Сердечная признательность Мусатова жене друга была как бы за пределами влюбленности и в известном смысле больше любви. Его бедная, но вдохновенная Весна, связанная с обреченным, но светлым чувством к Анне Воротынской, не случайно не отразила ее облик в посвященных ей картинах. Мучительны и неплодотворны были его усилия внушить себе, что Ольга Григорьевна Корнеева и есть та, что «должна осветить все его искусство», что именно он — ее единственный «Леонардо, Боттичелли»… Надежду Юрьевну он писал. Ибо она не была для него ни «принцессой Грезой», ни «дамой сердца», мучающей своего «пленного рыцаря»… Но не была она и просто милой натурщицей, подобно Лене и другим девушкам, каких он рисовал. Писать Надежду Юрьевну оказалось волнующе сложно! Тут не надо было что-то привносить от себя в простенький девичий облик, а напротив — как можно глубже проникать в суть «модели». Дело было не в «использовании внешних данных», а в попытке, как бы «сняв» земные, знакомые по обиходу черты, передать всю углубленную поэзию натуры, найдя при этом гармонию облика внешнего и внутреннего. Мусатов все время удивлялся тому, как трудно давалось ему лицо Станюкович. В неправильности и живости его черт он улавливал бесконечные оттенки выражения. Ее образ был полон для него безупречной чистоты звучания и поэтому стал для всего оставшегося творческого пути своеобразным «душевным камертоном».
Но недаром однажды, когда Мусатов написал ее портрет, Надежда Юрьевна удивилась: «…Почему я такая печальная? Разве я вообще грустная, а не веселая?..» И Мусатов ответил убежденно: «Вы совсем не веселая, а грустная. Вы себя, значит, не знаете. А что до сходства, то я вам скажу, что, по-моему, вы здесь очень похожи…
Стали собираться по вечерам у Станюковичей. Приходили знакомые, приятели, но основу домашнего кружка составили: художник, музыкант, литератор и его жена, гостеприимная хозяйка. Виктор Эльпидифорович и тут, как всегда, захотел придать дружескому союзу какую-то «форму», закрепить его веселой традицией… Предложил в шутку название «Саратовский английский клоб»… Все с готовностью стали «клобистами»… Вряд ли дошло дело до разработки «устава», а вот для протоколов «заседаний» изготовили такую печать: «Саратовский английский клоб. Первое заседание 5 мая 1902 г. Последнее — 1 декабря 1908 г.».

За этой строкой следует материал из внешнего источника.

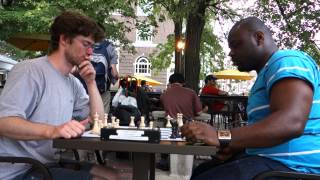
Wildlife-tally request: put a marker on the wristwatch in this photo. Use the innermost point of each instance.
(224, 137)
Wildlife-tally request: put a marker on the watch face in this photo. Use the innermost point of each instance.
(224, 134)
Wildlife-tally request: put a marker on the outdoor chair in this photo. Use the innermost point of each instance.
(35, 164)
(288, 175)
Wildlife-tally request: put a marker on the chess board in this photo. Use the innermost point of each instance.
(127, 133)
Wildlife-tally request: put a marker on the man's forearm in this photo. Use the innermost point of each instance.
(95, 101)
(21, 129)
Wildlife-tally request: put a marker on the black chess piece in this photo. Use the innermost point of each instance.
(174, 128)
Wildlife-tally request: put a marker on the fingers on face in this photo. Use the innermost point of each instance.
(87, 71)
(73, 129)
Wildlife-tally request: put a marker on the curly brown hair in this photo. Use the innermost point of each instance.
(71, 24)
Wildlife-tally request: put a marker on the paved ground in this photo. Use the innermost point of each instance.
(125, 164)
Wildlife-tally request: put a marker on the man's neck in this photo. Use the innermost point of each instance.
(176, 84)
(58, 61)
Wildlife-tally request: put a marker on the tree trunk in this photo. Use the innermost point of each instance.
(177, 53)
(195, 25)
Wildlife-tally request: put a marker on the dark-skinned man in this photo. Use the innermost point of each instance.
(283, 111)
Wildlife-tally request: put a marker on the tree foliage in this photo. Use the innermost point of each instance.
(294, 23)
(36, 16)
(203, 48)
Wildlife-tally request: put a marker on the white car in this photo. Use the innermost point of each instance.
(6, 65)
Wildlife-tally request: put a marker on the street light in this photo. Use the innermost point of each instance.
(180, 45)
(180, 48)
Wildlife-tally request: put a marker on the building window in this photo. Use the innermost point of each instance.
(144, 9)
(143, 36)
(142, 66)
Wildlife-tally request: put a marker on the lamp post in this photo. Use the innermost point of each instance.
(180, 47)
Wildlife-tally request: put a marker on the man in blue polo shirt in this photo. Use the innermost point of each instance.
(283, 111)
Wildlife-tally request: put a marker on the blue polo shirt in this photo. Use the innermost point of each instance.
(302, 153)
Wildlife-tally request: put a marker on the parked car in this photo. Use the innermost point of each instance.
(6, 65)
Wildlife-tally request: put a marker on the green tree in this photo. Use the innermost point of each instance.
(199, 41)
(35, 16)
(294, 23)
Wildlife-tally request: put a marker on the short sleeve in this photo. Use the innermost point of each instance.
(300, 67)
(21, 93)
(197, 103)
(113, 55)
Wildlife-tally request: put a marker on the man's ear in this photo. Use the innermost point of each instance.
(259, 36)
(63, 40)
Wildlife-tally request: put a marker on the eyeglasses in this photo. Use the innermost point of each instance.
(86, 44)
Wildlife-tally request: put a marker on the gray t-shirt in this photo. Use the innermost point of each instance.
(38, 92)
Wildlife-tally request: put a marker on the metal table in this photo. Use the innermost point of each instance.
(143, 153)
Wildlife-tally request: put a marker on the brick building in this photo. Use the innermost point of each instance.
(139, 63)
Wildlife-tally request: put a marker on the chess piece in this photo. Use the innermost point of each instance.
(142, 124)
(168, 125)
(151, 124)
(117, 124)
(131, 124)
(96, 125)
(113, 121)
(105, 123)
(180, 120)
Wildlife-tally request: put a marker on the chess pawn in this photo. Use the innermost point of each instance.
(151, 124)
(142, 124)
(117, 123)
(113, 121)
(105, 123)
(96, 124)
(168, 125)
(131, 124)
(180, 120)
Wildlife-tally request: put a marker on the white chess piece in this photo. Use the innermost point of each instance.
(113, 121)
(117, 123)
(105, 123)
(168, 125)
(142, 124)
(96, 125)
(179, 119)
(151, 124)
(131, 124)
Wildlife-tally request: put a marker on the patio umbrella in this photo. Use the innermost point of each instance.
(233, 74)
(30, 42)
(150, 81)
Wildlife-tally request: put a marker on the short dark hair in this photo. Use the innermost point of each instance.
(71, 24)
(209, 78)
(176, 78)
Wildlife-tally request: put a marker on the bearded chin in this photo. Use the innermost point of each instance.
(71, 59)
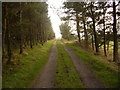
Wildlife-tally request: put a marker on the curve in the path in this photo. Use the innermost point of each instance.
(86, 76)
(47, 75)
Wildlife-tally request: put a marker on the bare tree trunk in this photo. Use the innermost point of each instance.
(94, 30)
(85, 32)
(8, 38)
(4, 31)
(115, 48)
(78, 31)
(104, 33)
(92, 42)
(20, 18)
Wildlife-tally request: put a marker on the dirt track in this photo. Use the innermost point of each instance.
(47, 75)
(85, 75)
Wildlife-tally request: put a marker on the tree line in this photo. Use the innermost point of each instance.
(97, 22)
(24, 24)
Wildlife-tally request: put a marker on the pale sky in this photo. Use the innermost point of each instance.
(53, 6)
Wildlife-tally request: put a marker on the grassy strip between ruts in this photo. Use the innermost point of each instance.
(66, 76)
(103, 71)
(22, 75)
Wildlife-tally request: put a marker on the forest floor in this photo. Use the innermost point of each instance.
(47, 75)
(85, 75)
(65, 66)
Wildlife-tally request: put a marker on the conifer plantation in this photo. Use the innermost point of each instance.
(87, 55)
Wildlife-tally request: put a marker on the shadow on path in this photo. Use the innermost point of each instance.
(85, 75)
(47, 75)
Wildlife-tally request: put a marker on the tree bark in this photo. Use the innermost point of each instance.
(78, 31)
(92, 42)
(85, 32)
(20, 18)
(8, 38)
(94, 30)
(115, 48)
(104, 32)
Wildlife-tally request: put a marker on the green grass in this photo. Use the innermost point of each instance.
(66, 76)
(22, 75)
(102, 70)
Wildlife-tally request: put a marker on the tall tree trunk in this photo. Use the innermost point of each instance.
(93, 42)
(94, 30)
(31, 46)
(104, 32)
(4, 31)
(8, 38)
(85, 32)
(78, 31)
(108, 45)
(20, 18)
(115, 48)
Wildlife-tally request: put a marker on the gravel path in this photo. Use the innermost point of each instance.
(85, 75)
(47, 75)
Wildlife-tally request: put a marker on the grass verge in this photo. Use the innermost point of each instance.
(102, 70)
(66, 76)
(23, 74)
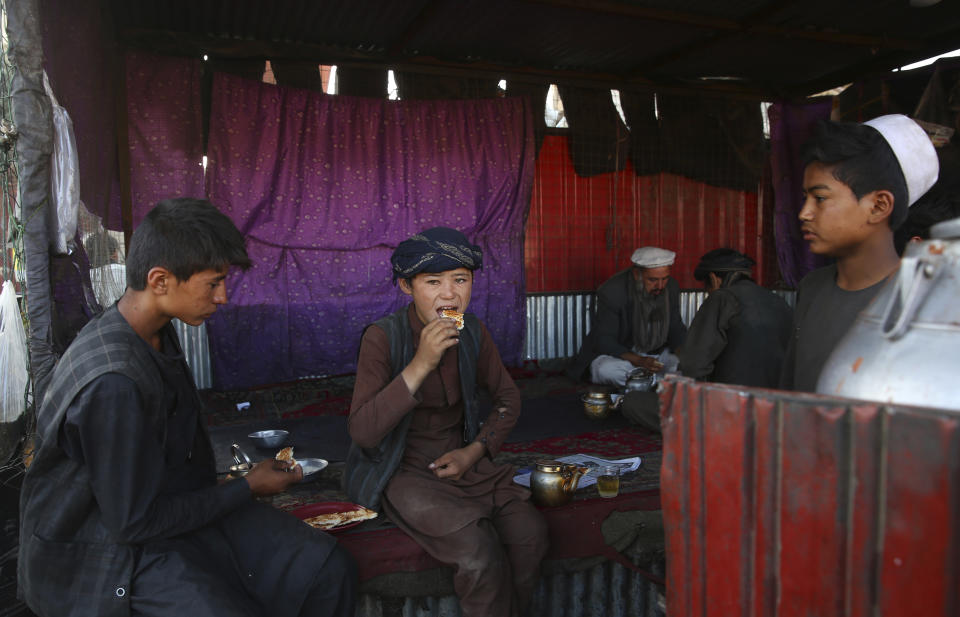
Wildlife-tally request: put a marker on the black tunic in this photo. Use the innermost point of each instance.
(738, 336)
(148, 530)
(823, 316)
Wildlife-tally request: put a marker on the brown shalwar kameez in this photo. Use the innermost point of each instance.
(482, 524)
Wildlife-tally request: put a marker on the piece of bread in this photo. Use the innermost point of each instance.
(454, 315)
(286, 454)
(336, 519)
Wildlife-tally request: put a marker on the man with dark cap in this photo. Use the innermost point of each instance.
(638, 321)
(420, 448)
(741, 331)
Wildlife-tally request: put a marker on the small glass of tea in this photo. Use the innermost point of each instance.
(608, 481)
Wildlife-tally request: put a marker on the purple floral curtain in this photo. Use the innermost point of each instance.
(164, 124)
(324, 188)
(790, 126)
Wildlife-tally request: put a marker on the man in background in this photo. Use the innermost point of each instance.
(741, 331)
(637, 322)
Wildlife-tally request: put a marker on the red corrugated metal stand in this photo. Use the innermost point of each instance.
(783, 504)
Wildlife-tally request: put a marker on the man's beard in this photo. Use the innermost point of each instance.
(651, 316)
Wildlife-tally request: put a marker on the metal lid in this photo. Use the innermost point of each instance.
(549, 466)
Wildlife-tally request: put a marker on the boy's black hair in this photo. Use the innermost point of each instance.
(862, 159)
(185, 236)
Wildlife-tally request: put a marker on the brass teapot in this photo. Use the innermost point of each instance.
(553, 483)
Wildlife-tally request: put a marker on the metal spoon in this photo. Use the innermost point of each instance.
(238, 454)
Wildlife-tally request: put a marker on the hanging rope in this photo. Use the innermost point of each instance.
(12, 228)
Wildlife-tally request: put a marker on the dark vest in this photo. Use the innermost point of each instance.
(368, 470)
(61, 526)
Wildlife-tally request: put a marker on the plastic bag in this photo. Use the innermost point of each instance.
(13, 357)
(64, 177)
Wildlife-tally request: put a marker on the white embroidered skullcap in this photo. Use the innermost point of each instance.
(914, 151)
(652, 257)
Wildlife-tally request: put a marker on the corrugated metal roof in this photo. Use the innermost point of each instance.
(774, 46)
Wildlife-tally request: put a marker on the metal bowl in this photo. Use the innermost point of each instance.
(269, 439)
(597, 405)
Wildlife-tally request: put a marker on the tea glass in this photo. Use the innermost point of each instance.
(608, 481)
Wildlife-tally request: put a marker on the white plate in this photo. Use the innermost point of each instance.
(311, 466)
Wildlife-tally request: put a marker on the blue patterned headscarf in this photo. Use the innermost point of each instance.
(435, 250)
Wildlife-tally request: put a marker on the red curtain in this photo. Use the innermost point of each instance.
(580, 231)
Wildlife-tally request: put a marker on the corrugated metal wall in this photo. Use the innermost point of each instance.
(605, 590)
(196, 348)
(557, 323)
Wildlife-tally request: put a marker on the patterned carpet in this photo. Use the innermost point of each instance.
(551, 398)
(331, 396)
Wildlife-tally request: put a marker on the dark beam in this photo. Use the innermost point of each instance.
(718, 23)
(179, 44)
(414, 28)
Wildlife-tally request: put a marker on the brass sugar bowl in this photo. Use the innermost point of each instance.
(597, 404)
(553, 483)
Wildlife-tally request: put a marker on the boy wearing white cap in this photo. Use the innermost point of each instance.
(859, 182)
(637, 323)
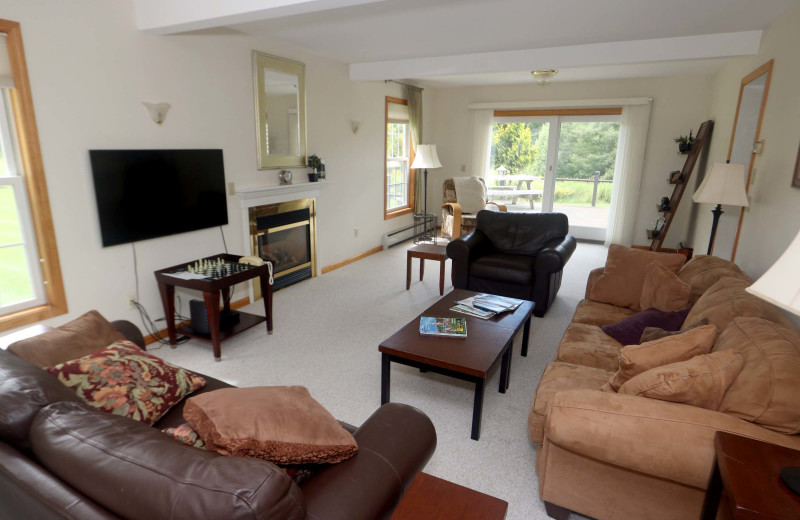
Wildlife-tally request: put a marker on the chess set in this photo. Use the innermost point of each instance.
(216, 269)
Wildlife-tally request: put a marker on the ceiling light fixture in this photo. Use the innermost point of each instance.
(542, 76)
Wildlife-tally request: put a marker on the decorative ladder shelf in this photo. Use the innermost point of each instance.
(700, 141)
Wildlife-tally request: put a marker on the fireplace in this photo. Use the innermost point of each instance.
(285, 234)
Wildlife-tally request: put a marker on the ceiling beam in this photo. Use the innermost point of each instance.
(612, 53)
(175, 16)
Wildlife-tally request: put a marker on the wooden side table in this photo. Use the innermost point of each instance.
(432, 498)
(749, 472)
(426, 252)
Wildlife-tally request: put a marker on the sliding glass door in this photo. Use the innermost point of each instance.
(556, 163)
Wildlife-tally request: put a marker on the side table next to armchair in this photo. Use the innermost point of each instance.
(520, 255)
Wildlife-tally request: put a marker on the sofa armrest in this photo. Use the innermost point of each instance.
(130, 331)
(555, 254)
(668, 440)
(463, 251)
(394, 444)
(594, 274)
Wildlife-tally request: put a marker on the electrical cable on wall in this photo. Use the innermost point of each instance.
(147, 322)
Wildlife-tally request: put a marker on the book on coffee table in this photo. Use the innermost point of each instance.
(447, 327)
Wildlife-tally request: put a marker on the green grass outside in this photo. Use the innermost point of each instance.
(575, 193)
(15, 282)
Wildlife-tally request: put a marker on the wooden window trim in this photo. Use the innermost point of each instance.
(409, 208)
(611, 111)
(33, 171)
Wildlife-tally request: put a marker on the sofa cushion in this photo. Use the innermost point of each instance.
(589, 346)
(282, 424)
(663, 290)
(701, 381)
(767, 388)
(654, 333)
(504, 267)
(24, 389)
(560, 376)
(624, 274)
(728, 299)
(596, 313)
(629, 331)
(701, 272)
(84, 335)
(138, 472)
(635, 359)
(124, 380)
(522, 233)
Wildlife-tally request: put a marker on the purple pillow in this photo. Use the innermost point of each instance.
(629, 331)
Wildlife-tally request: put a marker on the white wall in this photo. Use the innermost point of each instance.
(773, 218)
(90, 69)
(679, 104)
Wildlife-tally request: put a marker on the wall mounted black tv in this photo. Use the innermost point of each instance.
(144, 194)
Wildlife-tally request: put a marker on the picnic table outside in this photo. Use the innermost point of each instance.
(506, 188)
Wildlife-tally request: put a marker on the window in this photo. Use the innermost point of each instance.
(31, 288)
(398, 181)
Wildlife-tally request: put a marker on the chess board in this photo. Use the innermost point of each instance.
(216, 269)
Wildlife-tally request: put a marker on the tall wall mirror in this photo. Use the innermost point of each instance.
(280, 100)
(746, 132)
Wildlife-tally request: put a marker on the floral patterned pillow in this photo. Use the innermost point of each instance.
(124, 380)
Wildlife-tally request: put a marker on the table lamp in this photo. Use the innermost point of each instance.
(724, 184)
(780, 286)
(426, 157)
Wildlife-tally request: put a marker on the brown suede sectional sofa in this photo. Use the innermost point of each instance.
(613, 456)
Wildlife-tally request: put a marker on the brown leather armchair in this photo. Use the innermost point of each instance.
(521, 255)
(454, 221)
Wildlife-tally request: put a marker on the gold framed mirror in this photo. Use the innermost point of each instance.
(280, 107)
(744, 144)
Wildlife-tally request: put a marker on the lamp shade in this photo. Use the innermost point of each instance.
(724, 184)
(780, 285)
(426, 157)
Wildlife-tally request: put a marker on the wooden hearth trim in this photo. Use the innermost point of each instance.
(329, 268)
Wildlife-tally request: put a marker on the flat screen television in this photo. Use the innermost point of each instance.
(143, 194)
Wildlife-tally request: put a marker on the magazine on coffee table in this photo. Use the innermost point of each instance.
(485, 306)
(447, 327)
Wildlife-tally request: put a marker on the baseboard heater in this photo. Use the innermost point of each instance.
(401, 235)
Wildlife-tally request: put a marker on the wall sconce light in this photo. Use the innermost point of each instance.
(158, 111)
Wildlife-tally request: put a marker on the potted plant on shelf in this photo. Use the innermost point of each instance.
(314, 162)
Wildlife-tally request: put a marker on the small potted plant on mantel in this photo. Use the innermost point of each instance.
(314, 163)
(685, 142)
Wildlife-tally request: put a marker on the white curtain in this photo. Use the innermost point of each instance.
(481, 141)
(631, 146)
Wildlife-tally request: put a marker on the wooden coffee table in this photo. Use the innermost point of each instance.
(470, 359)
(432, 498)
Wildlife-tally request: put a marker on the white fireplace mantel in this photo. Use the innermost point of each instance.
(260, 195)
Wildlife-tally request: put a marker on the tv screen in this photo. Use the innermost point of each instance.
(144, 194)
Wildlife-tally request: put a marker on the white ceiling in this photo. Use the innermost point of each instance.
(412, 34)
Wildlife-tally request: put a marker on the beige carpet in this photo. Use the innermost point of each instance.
(326, 337)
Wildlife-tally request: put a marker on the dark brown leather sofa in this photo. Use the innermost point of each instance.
(62, 459)
(520, 255)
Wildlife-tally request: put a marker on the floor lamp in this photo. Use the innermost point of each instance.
(426, 157)
(780, 286)
(724, 184)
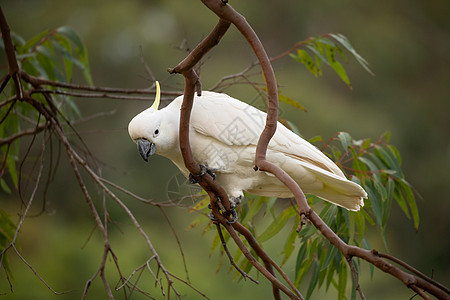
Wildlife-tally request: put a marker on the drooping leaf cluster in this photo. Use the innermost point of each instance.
(49, 55)
(374, 165)
(315, 52)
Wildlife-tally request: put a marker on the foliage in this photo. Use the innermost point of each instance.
(374, 165)
(324, 50)
(50, 55)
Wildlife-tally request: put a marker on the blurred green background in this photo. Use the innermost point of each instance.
(407, 44)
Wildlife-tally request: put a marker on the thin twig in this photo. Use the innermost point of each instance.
(230, 257)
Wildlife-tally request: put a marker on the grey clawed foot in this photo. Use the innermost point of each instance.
(234, 201)
(204, 170)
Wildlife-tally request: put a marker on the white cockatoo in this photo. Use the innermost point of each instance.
(223, 135)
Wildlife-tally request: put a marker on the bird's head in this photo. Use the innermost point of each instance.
(153, 130)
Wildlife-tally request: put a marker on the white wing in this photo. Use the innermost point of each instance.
(234, 123)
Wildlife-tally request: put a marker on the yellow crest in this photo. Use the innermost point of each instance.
(158, 97)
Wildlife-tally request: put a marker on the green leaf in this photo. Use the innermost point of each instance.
(276, 225)
(345, 139)
(32, 42)
(409, 195)
(346, 43)
(289, 246)
(337, 67)
(291, 102)
(73, 36)
(5, 186)
(306, 59)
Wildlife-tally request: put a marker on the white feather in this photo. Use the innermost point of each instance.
(224, 133)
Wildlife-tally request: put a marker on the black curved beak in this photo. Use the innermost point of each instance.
(146, 148)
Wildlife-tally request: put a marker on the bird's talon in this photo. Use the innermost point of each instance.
(192, 180)
(212, 217)
(233, 216)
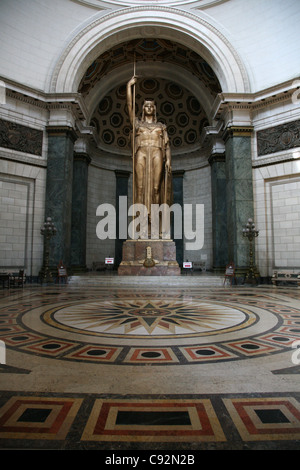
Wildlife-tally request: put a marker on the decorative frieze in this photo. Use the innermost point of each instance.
(21, 138)
(276, 139)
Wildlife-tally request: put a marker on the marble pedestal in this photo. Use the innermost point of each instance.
(163, 253)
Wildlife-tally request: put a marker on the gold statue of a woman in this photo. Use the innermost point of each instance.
(151, 153)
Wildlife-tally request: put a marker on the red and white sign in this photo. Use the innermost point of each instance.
(188, 264)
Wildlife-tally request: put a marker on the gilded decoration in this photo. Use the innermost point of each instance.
(278, 138)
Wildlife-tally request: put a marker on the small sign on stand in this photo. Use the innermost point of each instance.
(109, 263)
(230, 273)
(62, 272)
(187, 265)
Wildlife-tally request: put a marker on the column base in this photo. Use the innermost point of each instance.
(149, 258)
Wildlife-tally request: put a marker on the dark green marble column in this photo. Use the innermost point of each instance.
(219, 211)
(178, 199)
(58, 203)
(239, 193)
(121, 190)
(79, 211)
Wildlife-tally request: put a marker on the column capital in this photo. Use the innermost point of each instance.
(237, 131)
(122, 174)
(62, 131)
(82, 156)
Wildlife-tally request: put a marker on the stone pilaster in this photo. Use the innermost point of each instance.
(239, 192)
(178, 199)
(58, 203)
(219, 211)
(121, 190)
(79, 211)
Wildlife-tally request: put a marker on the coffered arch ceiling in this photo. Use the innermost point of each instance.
(177, 78)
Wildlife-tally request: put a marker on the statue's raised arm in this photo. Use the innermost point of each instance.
(130, 85)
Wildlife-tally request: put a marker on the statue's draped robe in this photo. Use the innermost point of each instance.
(157, 137)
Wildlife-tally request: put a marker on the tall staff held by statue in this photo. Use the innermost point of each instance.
(151, 156)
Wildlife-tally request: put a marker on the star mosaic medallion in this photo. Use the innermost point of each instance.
(144, 317)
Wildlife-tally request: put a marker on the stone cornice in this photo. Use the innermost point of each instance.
(27, 95)
(254, 101)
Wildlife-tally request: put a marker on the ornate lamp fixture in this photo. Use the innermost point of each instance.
(48, 230)
(250, 232)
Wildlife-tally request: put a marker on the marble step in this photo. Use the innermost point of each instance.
(203, 280)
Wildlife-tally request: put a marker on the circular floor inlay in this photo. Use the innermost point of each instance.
(144, 318)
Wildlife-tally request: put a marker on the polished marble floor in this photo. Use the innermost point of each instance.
(150, 365)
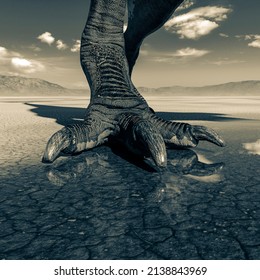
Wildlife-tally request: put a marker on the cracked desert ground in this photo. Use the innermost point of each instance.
(103, 204)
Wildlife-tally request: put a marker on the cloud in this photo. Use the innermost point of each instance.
(223, 35)
(76, 46)
(181, 55)
(226, 61)
(256, 41)
(60, 45)
(34, 48)
(190, 52)
(253, 148)
(185, 5)
(13, 61)
(46, 37)
(254, 38)
(198, 22)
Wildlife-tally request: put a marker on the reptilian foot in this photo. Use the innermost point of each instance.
(116, 108)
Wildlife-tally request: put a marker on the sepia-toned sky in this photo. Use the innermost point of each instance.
(205, 42)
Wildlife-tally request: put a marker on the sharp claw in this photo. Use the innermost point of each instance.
(142, 138)
(153, 142)
(204, 133)
(59, 141)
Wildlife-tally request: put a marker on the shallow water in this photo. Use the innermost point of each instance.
(106, 204)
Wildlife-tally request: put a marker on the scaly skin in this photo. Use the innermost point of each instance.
(117, 109)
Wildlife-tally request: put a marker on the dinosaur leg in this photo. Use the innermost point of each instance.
(144, 18)
(116, 108)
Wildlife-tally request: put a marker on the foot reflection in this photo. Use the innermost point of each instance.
(187, 162)
(95, 163)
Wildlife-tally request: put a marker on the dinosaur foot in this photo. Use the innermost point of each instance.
(142, 133)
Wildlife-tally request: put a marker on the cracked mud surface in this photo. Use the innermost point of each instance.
(104, 204)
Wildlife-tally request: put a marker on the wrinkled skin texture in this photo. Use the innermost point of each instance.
(117, 111)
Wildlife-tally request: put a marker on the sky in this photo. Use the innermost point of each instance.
(205, 42)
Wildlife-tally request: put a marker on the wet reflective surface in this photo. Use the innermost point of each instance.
(106, 204)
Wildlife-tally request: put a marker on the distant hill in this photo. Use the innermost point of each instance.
(20, 86)
(244, 88)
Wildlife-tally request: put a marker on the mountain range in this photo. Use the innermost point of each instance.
(20, 86)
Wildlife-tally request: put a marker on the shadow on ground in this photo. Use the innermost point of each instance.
(68, 115)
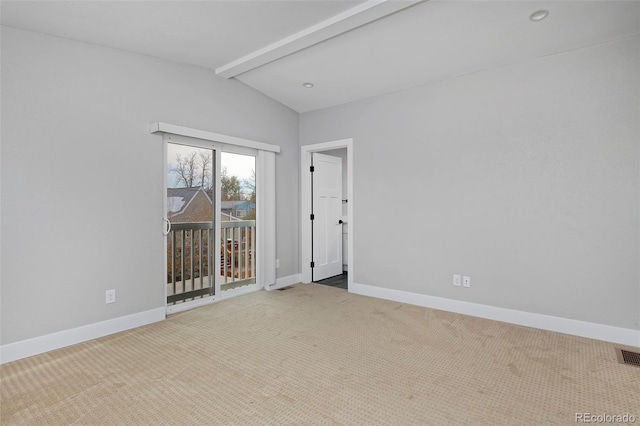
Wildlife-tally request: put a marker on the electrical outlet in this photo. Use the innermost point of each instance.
(457, 280)
(110, 296)
(466, 281)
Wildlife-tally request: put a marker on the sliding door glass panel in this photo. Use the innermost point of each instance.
(191, 212)
(237, 221)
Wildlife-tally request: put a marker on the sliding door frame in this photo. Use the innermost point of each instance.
(265, 201)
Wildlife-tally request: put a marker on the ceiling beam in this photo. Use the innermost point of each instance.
(348, 20)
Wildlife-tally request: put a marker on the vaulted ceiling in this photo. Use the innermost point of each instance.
(349, 50)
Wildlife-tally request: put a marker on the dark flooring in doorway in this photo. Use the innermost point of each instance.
(339, 281)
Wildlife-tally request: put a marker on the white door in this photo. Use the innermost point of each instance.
(326, 212)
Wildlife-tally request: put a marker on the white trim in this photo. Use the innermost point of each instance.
(607, 333)
(266, 219)
(286, 281)
(305, 205)
(160, 127)
(348, 20)
(49, 342)
(240, 291)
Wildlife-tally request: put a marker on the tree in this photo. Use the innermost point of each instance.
(231, 189)
(193, 170)
(250, 185)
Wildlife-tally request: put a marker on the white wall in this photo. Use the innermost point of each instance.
(82, 177)
(524, 177)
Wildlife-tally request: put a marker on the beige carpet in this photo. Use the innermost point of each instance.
(317, 355)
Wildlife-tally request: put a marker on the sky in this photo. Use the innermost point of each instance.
(237, 165)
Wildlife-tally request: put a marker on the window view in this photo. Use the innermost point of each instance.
(238, 220)
(190, 209)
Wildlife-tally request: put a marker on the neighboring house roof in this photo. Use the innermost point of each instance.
(178, 199)
(231, 205)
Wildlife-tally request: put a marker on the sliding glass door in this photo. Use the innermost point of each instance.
(190, 211)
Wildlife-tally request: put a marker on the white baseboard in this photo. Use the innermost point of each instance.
(285, 281)
(49, 342)
(607, 333)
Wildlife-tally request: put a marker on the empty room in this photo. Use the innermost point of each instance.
(309, 212)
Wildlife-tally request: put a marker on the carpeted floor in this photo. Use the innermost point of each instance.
(316, 355)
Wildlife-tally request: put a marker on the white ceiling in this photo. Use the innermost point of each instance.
(328, 43)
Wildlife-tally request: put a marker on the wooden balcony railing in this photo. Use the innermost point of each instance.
(190, 260)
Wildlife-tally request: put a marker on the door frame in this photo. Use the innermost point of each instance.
(219, 148)
(305, 205)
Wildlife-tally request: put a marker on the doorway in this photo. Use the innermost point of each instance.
(343, 220)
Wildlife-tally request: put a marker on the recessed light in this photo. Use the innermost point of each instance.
(539, 15)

Как много значили эти прекрасные долгие вечера для Мусатова! Раньше ему негде было, да и некогда так близко познакомиться с искусством музыки. А ведь Букинику он как-то сказал, что, наверное, не стань он художником, был бы музыкантом. Правда, он не знал нот, не знал вообще многого, но зато как чувствовал музыку! Раньше-то он бывал рад послушать что угодно: хоть ученическую игру Нины Коноваловой, гимназической подруги Лены. Всегда с готовностью шел с Корнеевыми на симфонические и камерные концерты. Очень любил оперный театр. Любимые оперы, вроде «Руслана и Людмилы» Глинки и «Евгения Онегина» Чайковского, слушал по многу раз. В Москве слушал Шаляпина. Немудрено, что в памяти хранил он иные оперные мелодии и любил их напевать. Разумеется, без посторонних, когда увлеченно писал, закрывшись в мастерской. Только младшая сестра в соседних комнатах его не смущала… Лена даже оставит нам свидетельство, что самым любимым у брата Вити был мотив из «Руслана», который он чаще всего пел за работой:
Вот так, если припомнить, обстояло дело во времена «до Букиника», до их «английского клоба»… Зато теперь — в доме Станюковича, по вечерам, соединясь, торжествовали: домашнее музицирование и — высочайший профессионализм!.. Владимир Константинович любил Чайковского — тут они с Мусатовым сходились. Принеся свою виолончель, Букиник играл в небольшой уютной зале как на сцене, на фоне полуспущенных портьер. С просветленным и улыбающимся лицом Надежда Юрьевна сидела, облокотясь на мужа. Владимир Константинович полулежал на диване, запрокинув голову, в полумраке темнели борода и усы, поблескивало пенсне… А Виктор Эльпидифорович часто стоял, прислонившись к стене, заложив пальцы за вырезы жилета и прикрыв глаза. И часто, когда вот так уходил под льющуюся мелодию от всего окружающего, он видел рождаемые музыкальными созвучиями вспышки и переливы разноцветных тонов. Голубые, розовые сполохи то разгорались, то меркли.